Expectations vs Reality

• The robot does its job well.
• Bumping into obstacles with its bumper.
• Calculating position from wheel encoders.
• Using basic orientation and motion sensors.

No LiDAR. No magic. Just contact, math, and retries. And it works surprisingly well.

Mechanical Issues and Repairs

The Wheel Problem

The robot was used, and the wheel showed wear. My fix was simple but effective:

1. Lubricate the metal bushing.
2. Fill the damaged plastic seat with a small tube of cyanoacrylate glue (superglue).
3. Wait about 2 hours for full curing.
4. Remove the bushing and reinstall.

Result: firm fit, no wobble, wheel restored. This was my first signal that the device is repairable.

Wet Surface Traction (Unsolved)

One mechanical issue still remains: traction on wet surfaces.

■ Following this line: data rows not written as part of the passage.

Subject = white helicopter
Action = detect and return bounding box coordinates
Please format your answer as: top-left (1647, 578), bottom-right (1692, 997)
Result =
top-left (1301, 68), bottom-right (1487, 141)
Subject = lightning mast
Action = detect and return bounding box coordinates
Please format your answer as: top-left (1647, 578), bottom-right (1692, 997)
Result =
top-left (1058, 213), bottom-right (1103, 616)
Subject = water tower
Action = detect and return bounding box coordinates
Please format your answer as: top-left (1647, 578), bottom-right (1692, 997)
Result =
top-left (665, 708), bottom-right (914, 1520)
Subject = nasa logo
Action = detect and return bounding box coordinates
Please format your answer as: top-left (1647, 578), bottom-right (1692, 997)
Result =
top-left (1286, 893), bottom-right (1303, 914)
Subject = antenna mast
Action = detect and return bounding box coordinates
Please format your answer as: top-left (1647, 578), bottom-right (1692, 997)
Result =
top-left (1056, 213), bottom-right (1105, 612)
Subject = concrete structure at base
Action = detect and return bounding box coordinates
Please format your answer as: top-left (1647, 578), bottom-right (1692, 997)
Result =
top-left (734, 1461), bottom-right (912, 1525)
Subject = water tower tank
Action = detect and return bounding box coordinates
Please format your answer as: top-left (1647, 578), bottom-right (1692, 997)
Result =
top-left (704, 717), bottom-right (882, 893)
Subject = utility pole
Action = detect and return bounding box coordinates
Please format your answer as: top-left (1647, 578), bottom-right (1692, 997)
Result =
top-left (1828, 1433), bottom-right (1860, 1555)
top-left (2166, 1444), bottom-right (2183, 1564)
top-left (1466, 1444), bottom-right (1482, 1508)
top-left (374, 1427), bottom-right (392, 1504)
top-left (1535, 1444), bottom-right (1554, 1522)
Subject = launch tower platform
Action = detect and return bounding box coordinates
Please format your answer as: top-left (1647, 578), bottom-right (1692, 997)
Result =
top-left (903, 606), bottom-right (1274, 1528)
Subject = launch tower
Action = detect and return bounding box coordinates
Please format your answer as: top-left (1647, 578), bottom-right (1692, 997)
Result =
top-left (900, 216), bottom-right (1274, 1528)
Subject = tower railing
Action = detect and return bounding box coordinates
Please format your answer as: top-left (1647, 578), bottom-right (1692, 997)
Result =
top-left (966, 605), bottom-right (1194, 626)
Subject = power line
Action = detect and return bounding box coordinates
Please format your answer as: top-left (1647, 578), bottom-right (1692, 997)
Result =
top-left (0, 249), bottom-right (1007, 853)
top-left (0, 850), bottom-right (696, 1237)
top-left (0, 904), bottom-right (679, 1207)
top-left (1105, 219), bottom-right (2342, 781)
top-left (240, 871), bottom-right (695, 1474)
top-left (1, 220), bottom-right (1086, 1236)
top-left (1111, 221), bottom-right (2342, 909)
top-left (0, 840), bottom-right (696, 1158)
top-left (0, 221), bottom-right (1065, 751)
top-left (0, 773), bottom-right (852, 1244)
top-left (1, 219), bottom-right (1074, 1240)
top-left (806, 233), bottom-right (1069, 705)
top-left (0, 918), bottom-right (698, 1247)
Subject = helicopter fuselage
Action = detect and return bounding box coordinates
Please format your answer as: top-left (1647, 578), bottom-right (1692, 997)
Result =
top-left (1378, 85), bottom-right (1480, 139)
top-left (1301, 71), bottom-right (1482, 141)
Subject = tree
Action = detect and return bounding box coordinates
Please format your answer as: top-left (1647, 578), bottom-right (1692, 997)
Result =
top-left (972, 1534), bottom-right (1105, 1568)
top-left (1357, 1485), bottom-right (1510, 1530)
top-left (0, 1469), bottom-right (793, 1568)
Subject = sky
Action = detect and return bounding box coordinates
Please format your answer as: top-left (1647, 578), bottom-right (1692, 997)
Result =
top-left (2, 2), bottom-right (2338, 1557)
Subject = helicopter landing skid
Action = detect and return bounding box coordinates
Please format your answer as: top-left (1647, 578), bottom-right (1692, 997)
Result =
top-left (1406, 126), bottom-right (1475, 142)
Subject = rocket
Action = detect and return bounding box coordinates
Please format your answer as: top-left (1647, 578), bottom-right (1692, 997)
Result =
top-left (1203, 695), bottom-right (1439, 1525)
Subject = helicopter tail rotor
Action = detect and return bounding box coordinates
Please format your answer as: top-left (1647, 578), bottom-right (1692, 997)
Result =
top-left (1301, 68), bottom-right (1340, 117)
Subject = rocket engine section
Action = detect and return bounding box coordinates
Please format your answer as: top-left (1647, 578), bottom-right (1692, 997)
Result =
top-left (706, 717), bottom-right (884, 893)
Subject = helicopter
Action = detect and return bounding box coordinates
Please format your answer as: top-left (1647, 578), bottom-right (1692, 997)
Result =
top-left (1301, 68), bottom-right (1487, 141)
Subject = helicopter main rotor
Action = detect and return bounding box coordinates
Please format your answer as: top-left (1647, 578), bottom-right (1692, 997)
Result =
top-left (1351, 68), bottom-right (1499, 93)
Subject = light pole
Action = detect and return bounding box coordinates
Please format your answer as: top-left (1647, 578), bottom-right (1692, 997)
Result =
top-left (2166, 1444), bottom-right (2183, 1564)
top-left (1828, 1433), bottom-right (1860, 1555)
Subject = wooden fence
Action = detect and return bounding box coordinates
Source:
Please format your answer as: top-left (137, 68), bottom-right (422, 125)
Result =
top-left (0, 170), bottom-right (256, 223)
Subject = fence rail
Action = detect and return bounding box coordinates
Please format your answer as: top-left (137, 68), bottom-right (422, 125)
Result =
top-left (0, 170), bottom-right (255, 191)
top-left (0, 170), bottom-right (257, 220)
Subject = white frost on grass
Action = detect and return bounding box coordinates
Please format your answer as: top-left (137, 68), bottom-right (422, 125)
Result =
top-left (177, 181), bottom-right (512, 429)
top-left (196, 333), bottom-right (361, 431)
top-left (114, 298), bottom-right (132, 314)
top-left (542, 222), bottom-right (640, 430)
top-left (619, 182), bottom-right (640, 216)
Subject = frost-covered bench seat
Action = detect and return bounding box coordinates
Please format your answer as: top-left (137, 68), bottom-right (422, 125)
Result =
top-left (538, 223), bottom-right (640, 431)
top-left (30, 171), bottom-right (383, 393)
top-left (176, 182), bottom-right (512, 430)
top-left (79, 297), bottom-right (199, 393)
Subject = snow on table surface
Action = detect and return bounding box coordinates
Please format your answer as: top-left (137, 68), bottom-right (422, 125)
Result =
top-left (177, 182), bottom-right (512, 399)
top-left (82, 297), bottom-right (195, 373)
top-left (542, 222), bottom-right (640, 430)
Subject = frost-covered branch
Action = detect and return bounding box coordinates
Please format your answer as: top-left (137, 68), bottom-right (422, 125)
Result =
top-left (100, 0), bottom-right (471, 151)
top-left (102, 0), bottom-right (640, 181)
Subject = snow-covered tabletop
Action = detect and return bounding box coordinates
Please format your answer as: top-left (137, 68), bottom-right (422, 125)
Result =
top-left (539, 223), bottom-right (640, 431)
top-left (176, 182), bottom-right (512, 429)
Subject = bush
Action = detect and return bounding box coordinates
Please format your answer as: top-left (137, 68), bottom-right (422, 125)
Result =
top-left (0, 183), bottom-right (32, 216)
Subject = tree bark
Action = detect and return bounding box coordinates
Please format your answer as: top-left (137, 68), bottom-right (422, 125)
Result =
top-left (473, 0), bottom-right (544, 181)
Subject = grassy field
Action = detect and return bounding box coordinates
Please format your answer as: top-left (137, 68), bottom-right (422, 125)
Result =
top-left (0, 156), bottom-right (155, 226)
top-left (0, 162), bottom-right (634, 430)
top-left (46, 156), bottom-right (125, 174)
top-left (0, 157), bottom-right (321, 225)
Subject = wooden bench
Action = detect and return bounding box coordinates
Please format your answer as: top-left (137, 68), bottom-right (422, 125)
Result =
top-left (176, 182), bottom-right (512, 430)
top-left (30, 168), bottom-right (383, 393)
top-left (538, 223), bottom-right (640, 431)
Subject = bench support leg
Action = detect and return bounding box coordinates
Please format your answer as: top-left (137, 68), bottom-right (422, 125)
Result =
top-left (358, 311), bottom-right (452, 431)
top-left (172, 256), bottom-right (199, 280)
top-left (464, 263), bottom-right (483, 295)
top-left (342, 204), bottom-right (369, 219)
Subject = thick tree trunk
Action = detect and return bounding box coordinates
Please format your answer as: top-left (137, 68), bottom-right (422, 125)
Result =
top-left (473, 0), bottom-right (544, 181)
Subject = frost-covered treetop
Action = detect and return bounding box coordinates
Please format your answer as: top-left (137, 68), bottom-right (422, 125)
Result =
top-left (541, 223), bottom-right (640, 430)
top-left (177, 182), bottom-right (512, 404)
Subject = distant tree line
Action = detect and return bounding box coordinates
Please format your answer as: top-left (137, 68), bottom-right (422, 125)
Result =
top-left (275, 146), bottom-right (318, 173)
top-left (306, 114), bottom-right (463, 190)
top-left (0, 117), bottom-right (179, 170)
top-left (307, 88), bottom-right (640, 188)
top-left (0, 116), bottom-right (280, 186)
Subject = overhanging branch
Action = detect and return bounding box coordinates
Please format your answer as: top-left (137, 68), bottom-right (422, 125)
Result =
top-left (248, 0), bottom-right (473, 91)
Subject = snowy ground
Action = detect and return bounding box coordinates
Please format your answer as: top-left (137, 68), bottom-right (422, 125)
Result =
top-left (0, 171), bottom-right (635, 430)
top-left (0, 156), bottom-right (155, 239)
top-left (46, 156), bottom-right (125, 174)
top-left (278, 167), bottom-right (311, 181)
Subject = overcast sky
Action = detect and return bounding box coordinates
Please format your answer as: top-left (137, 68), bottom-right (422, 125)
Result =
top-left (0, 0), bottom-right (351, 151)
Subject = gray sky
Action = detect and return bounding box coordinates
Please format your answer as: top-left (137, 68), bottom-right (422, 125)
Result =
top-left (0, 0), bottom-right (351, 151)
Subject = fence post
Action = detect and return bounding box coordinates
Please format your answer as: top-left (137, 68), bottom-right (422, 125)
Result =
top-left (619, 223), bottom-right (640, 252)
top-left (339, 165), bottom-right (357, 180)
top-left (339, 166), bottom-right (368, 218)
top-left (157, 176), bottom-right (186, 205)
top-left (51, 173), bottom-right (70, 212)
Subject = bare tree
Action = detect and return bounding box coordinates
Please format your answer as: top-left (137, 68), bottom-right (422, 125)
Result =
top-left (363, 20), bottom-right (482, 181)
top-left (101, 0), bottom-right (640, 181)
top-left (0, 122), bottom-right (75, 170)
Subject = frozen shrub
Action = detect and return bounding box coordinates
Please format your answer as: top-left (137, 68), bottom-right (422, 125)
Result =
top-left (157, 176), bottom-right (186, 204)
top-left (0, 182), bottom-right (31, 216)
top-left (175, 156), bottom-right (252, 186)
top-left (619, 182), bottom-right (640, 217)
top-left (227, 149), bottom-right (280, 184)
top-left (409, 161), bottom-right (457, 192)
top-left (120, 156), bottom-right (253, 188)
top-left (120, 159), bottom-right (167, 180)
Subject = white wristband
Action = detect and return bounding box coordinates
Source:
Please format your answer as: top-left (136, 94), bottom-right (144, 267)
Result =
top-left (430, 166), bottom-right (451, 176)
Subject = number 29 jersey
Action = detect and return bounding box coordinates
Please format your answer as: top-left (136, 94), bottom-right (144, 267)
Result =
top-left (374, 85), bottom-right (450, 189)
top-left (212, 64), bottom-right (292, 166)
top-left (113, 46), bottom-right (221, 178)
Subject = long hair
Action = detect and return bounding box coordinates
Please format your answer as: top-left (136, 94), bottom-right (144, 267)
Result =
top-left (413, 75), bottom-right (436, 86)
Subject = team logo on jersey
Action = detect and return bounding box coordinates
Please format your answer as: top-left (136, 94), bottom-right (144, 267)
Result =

• Possible reasons: insufficient downforce.
• I’m experimenting with a goal of reliable traction without overloading the motors.

Wet Cleaning System

The water nozzles were clogged. While I was there, I also repaired the small water pump feeding the mop cloth.

From Buttons to Control: Where the Real Problem Started

After fixing the mechanical issues, the robot worked… almost.

1. Walk up to it.
2. Press a physical button.
3. Watch it desperately try to connect to Wi‑Fi and eventually give up.

Factory resets didn’t help. The robot wanted Wi‑Fi, but it never fully joined.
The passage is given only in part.